A report in The New England Journal of Medicine said the COVID-19 pandemic was “devastating” for tuberculosis services, even when compared to the effects suffered by the health sector generally. In 2020, strained health services in the countries most affected by tuberculosis were overwhelmed, resulting in only 5.8 million of the 10.1 million cases estimated by the WHO to be reported.

This meant that millions went without adequate treatment, and led to increased transmission of the disease, from people who may not have even known that they had it.

Even in Australia, where cases remained relatively low, there was a spike in tuberculosis diagnoses during the pandemic, a study in the European Respiratory Journal found.

Infectious disease epidemiologist David Dowdy told The Lancet Microbe that the WHO’s 2022 global tuberculosis report is “a stark reminder that tuberculosis is now killing nearly twice as many people as COVID-19 every day”.

Despite the medical community possessing the means to effectively identify and treat the disease, “the major challenge to ending tuberculosis is a lack of global political will to mobilise resources”, said Dowdy.

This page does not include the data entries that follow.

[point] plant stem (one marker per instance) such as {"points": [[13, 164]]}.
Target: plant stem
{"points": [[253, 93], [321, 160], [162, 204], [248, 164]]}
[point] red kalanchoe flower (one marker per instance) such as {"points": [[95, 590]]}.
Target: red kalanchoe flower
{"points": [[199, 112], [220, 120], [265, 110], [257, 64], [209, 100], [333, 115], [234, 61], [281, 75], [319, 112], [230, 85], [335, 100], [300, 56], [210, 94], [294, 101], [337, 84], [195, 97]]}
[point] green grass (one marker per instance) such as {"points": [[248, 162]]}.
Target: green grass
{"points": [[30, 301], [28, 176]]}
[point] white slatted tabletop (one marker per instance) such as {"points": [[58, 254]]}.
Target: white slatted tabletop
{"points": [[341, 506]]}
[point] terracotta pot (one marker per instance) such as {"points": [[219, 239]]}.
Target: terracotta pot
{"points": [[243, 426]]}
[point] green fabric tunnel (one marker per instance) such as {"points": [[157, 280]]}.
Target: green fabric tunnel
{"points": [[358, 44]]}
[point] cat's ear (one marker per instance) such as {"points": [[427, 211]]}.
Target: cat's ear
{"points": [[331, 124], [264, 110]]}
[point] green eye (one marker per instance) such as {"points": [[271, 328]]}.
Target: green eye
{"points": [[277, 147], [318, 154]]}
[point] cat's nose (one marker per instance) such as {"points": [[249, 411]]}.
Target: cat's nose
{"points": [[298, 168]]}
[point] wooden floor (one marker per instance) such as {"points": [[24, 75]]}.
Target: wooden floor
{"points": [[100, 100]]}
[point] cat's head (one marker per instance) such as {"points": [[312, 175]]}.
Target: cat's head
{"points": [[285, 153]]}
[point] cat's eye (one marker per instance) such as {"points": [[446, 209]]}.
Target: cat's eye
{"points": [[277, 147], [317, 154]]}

In Australia, rates of tuberculosis infection are four to five times higher among Aboriginal people than for the non-Indigenous population, according to the federal Department of Health and Aged Care. These heightened rates of tuberculosis are in line with the gaps in health and life expectancy between Indigenous and non-Indigenous Australians, which have been widely acknowledged  through the Close the Gap campaign.

There are indications of some progress, with the national data reporting  a 38% reduction in tuberculosis rates among Aboriginal and Torres Strait Islander Australians between 2015 and 2020.

But tuberculosis in Indigenous communities is not a thing of the past. On 3 March an outbreak was declared on the Anangu Pitjantjatjara Yankunytjatjara (APY) Lands in South Australia, after 10 cases were diagnosed, primarily affecting the Pukatja, Amata, and Pipalyatjara Aboriginal communities.

The APY Lands are remote, with relatively little access to the healthcare necessary to prevent and treat tuberculosis. Treatment protocols for tuberculosis in Australia generally require a course of daily antibiotics for at least six months for drug sensitive TB, longer for drug resistant TB. In response to the APY Lands outbreak, SA Tuberculosis Services Clinical Director Dr Simone Barry met with leaders from the affected communities and said that a portable chest X-ray unit was being used to screen in remote communities.

*In participating in the Doherty Institute discussion, Chris requested not to be fully identified.